Has not the President here, in his eagerness to be conciliatory, forgotten to be candid? Can he possibly mean that the expression, "literary study," includes all of higher criticism? What has he done with historical criticism, the very branch of higher criticism in the [234] pursuit of which he has himself given the greatest offense to his generation? Has he forgotten his essays on the early chapters of Genesis, in which he proved to his own satisfaction that these "stories," as he called them, are all unhistorical? And if his extreme desire to minimize our objections to the kind of criticism in which he indulges has led him thus to merge it all into the literary branch of the system, why does he go still further, and make a change in the established phraseology from "literary criticism" to "literary study"? Is he playing the game of the spider and the fly?

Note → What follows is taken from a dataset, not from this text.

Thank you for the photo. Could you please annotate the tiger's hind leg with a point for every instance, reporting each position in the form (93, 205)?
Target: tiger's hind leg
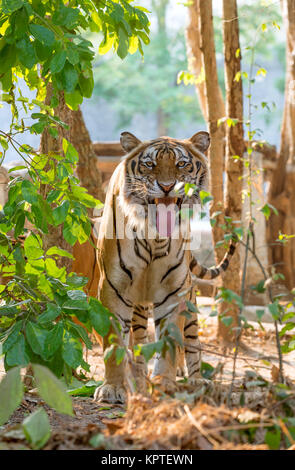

The gauze which he seeks to spread over the criticism which religious editors are fighting is too thin. These editors are not to be deceived by mere words and titles. When the writings of certain critics lead to the discrediting of large portions of the Bible, and bring those who accept them to conclusions in conflict with plain statements of Christ and the apostles, the editors of religious papers that are truly religious will not cease their philippics because of a new and innocent name applied to the poison. Arsenic is arsenic, even if you call it sugar.
Having thus minimized higher criticism, and reduced it to nothing but innocent literary study, our President proceeds to deprecate harsh treatment of those who engage in it:
The literary study of the Old Testament has had a long and honorable career. The students, or, to use the other term, the critics, have been for the most part good, pious and honest men. Their only desire has been to find the truth, and to accept it when found. In the great majority of cases these students have shown a kind spirit and a calm judgment. The men, as men, do not deserve the harsh and unkind statements which are often made concerning them.
Undoubtedly this is true of purely literary study, and [235] of the literary students of the Scriptures; for in the broad sense of the terms here employed all the good and pious commentators and expository writers of past Christian ages are included. But what of those critics from whom President Harper has learned the kind of criticism which has arrayed the editors of religious papers in this country against him and his university? He can not deny the fact, and he ought not to disguise it, that the system originated in the brains of unbelievers and has been brought to maturity by men who deny everything supernatural in both the Old Testament and the New. These men, however amiable any of them may be, are enemies of the cross of Christ, and they have worked out their theories for the purpose of overthrowing the Christian faith. If President Harper is in possession of a single argument in support of his theory respecting the early chapters of Genesis which did not spring from this source, or if there is a single element of his theory which he did not learn directly or indirectly from this class of critics, he would do himself credit by publishing it to the world.